YOUR SOLIN GENERATED RECIPE
Creamy Baked Butternut Squash Pasta with Crispy Topping
Enjoy a cozy, wholesome meal featuring roasted butternut squash blended into a creamy sauce with tangy nonfat Greek yogurt and soft tofu, tossed with whole wheat penne and finished with a light, crispy whole wheat breadcrumb topping. This dish combines the comforting flavors of fall with a boost of lean protein for a balanced dinner.
INGREDIENTS
1 cup Whole Wheat Penne (cooked, ~140g)
1 cup Roasted Butternut Squash Cubes (~205g)
1/2 cup Nonfat Greek Yogurt (~150g)
100g Extra-Firm Tofu
1/8 cup Whole Wheat Breadcrumbs (~15g)
1 tsp Olive Oil
Seasonings (Garlic Powder, Salt, Pepper) to taste
PREPARATION
Preheat your oven to 375°F.
On a baking sheet, toss the butternut squash cubes with olive oil, garlic powder, salt, and pepper. Roast in the oven for about 20-25 minutes until tender and slightly caramelized.

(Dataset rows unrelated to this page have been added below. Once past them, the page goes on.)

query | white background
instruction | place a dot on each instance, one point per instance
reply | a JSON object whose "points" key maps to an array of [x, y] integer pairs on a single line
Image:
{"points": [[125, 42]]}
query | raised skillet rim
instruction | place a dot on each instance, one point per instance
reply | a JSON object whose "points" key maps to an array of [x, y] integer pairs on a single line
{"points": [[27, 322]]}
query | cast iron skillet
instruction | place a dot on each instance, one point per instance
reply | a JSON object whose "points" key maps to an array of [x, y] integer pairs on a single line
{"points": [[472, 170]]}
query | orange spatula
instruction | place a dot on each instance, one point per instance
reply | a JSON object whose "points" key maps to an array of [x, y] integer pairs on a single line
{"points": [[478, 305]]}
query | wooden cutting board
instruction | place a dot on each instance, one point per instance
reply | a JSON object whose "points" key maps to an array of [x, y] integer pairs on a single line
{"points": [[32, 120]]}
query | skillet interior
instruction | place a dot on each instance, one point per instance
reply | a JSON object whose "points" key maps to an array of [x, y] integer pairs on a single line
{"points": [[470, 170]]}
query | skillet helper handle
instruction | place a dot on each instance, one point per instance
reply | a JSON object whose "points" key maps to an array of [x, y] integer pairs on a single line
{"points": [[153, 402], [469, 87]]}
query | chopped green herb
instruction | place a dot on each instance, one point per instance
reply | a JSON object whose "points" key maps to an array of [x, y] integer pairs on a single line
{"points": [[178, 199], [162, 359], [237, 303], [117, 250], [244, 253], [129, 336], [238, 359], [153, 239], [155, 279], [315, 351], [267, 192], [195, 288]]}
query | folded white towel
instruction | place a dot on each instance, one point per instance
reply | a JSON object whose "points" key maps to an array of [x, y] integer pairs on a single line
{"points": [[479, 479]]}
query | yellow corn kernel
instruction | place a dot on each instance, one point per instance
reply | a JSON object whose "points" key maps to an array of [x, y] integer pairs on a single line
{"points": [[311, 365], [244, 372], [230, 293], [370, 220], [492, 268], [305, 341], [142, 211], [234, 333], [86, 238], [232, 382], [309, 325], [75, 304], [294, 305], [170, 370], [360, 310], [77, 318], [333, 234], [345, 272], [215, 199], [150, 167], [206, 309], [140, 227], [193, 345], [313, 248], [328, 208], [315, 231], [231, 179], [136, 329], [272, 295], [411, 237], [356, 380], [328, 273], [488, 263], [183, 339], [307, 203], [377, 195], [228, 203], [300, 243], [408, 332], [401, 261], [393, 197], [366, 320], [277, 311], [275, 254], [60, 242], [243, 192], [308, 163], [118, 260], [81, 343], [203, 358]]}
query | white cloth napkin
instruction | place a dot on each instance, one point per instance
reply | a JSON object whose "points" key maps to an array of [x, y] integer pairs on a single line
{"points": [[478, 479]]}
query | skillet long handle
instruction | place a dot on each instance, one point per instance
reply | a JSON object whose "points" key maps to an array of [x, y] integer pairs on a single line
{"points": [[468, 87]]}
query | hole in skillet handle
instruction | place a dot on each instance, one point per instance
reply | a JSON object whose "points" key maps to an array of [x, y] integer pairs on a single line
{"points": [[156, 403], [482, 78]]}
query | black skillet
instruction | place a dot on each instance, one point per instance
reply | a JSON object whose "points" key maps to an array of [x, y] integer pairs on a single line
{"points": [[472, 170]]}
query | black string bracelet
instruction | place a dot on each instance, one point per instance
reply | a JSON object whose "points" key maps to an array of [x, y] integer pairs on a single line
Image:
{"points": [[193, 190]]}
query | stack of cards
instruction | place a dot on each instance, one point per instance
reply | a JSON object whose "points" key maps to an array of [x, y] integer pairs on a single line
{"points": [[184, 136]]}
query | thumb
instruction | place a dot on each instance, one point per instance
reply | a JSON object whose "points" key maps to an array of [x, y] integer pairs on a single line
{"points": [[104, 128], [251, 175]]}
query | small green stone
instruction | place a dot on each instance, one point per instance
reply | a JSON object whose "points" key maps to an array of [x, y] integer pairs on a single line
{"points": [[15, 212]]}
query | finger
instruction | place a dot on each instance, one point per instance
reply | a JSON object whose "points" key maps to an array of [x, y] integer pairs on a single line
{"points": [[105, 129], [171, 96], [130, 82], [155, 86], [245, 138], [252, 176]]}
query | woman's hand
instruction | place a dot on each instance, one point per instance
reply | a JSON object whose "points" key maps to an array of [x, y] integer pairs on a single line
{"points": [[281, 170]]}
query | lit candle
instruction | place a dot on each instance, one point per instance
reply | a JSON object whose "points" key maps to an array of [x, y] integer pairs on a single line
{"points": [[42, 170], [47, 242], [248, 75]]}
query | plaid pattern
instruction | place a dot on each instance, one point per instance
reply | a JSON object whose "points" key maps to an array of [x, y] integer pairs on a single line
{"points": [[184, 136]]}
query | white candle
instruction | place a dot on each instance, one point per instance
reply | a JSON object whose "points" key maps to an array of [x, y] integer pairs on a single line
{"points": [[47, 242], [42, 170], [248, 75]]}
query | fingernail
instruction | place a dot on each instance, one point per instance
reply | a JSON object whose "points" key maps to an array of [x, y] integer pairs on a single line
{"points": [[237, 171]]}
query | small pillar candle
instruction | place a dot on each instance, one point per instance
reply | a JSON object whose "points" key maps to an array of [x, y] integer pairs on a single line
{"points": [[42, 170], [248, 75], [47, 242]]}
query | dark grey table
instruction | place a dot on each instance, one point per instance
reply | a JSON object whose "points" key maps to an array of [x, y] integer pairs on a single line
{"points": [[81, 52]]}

While the squash roasts, press the tofu gently to remove excess moisture and cut into small cubes.
In a large mixing bowl, combine the cooked whole wheat penne, roasted butternut squash, and tofu.
Add the nonfat Greek yogurt to the mixture, stirring gently until the ingredients are well coated. Adjust seasonings as desired.
Transfer the pasta mixture into a lightly greased baking dish.
Sprinkle the whole wheat breadcrumbs evenly over the top to create a crispy layer.
Bake in the oven for an additional 10-12 minutes, allowing the topping to crisp up and the flavors to meld.
Remove from the oven, let cool for a few minutes, then serve warm.